Dix ans d'intervalle entre les parutions des albums Us et Up. Dix ans, dont huit en studio, entre autres activités. Et on trouve ça normal. Pensez qu'en dix ans, les Beatles sont venus, ont vaincu et sont repartis. En dix ans, les carrières entières de Jimi Hendrix et de Buddy Holly sont incluses, bout à bout. À cet effarant rythme-là, Gabriel offrira au monde quatre, peut-être cinq albums de matériel neuf avant de célébrer son centenaire.Pourquoi je fais de cette décennie d'écart un tel cas? Parce qu'on trouve ça normal, justement. Peter Gabriel étant considéré comme un artiste important, parce qu'il fait oeuvre, parce qu'on le sait extraordinairement exigeant, parce qu'il va chercher au fin fond de lui-même la matière de son art et ne recule devant aucun sujet (c'est particulièrement vrai pour Up: il cause de sa condition de mortel dans No Way Out, de la peur enfantine du noir et des monstres dans Darkness, de la décadence dans la parodique The Barry Williams Show, et ainsi de suite), on se dit que Proust et lui, c'est kif-kif. Même combat. Même recherche infinie du temps perdu.
Eh ben je m'inscris en faux. Un album de musique pop n'est jamais qu'un album de musique pop. Tel notre Pag national, qui n'a pas offert la moindre chanson neuve depuis la fin des années 80 parce que son fameux projet de «patchwork de moments de grâce» n'aboutit jamais, Gabriel accorde une valeur démesurée à sa production. Qu'il lèche, qu'il peaufine, qu'il distille goutte à goutte son océan de musique, qu'il épure à partir de mille strates de notes et de bruits divers, je veux bien, mais après six mois, franchement, c'est du niaisage. De l'indulgence. Du gaspillage. De la barbe qui blanchit.
Up vaut six mois de travail, pas plus. Six mois pour une heure d'écoute: le ratio est honnête. Pas besoin de plus pour en arriver à brosser ce tableau noir foncé des dures réalités de la vie, si fins soient les traits, si justes soient les observations, si subtil soit le jeu des as Tony Levin, Manu Katché, Shankar et compagnie, si heureuses soient les contributions des invités Peter Green, Daniel Lanois, Blind Boys Of Alabama et feu Nusrat Fateh Ali Khan (lequel a eu le temps de mourir avant que la chanson Signal Of Noise fasse surface, c'est dire).
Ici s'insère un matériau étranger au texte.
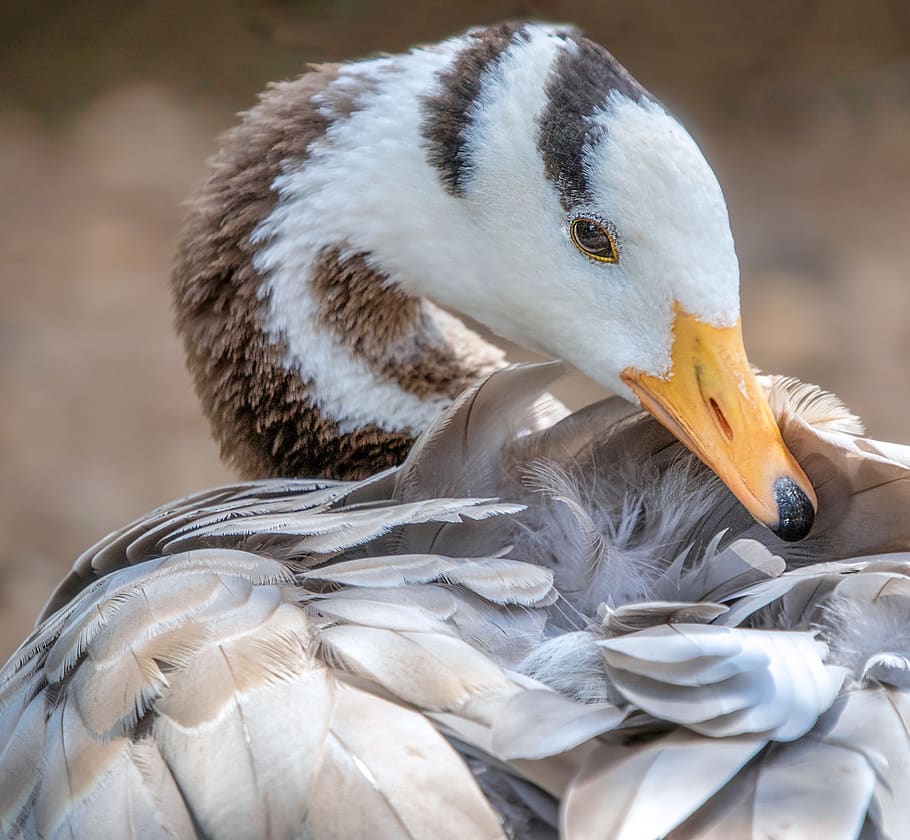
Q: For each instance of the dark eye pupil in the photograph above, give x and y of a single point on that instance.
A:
(593, 239)
(592, 235)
La mélodie de Sky Blue ne serait pas moins belle si la chanson avait été créée avant-hier et enregistrée hier, piano-voix. Pareil pour My Head Sounds Like That: la très lente ballade est prenante et triste et pertinente et tout ça, mais certainement pas plus forte ou réussie ou achevée que Biko ou Carpet Crawlers. Up est un disque de très grande valeur mais qui ne vaut pas dix ans d'une vie. Même si on l'écoutera au moins aussi longtemps.
Je ne peux m'empêcher de penser qu'on y perd tous au change, qu'on aurait pu avoir quatre albums tout aussi valables de Gabriel dans le même temps (et quelques spectacles au passage), pour peu que l'homme se soit imposé des échéances raisonnables et un brin contraignantes. «Old men take a little longer to get up», badine ces jours-ci Gabriel en entrevue. À ce point-là, j'irais voir mon médecin.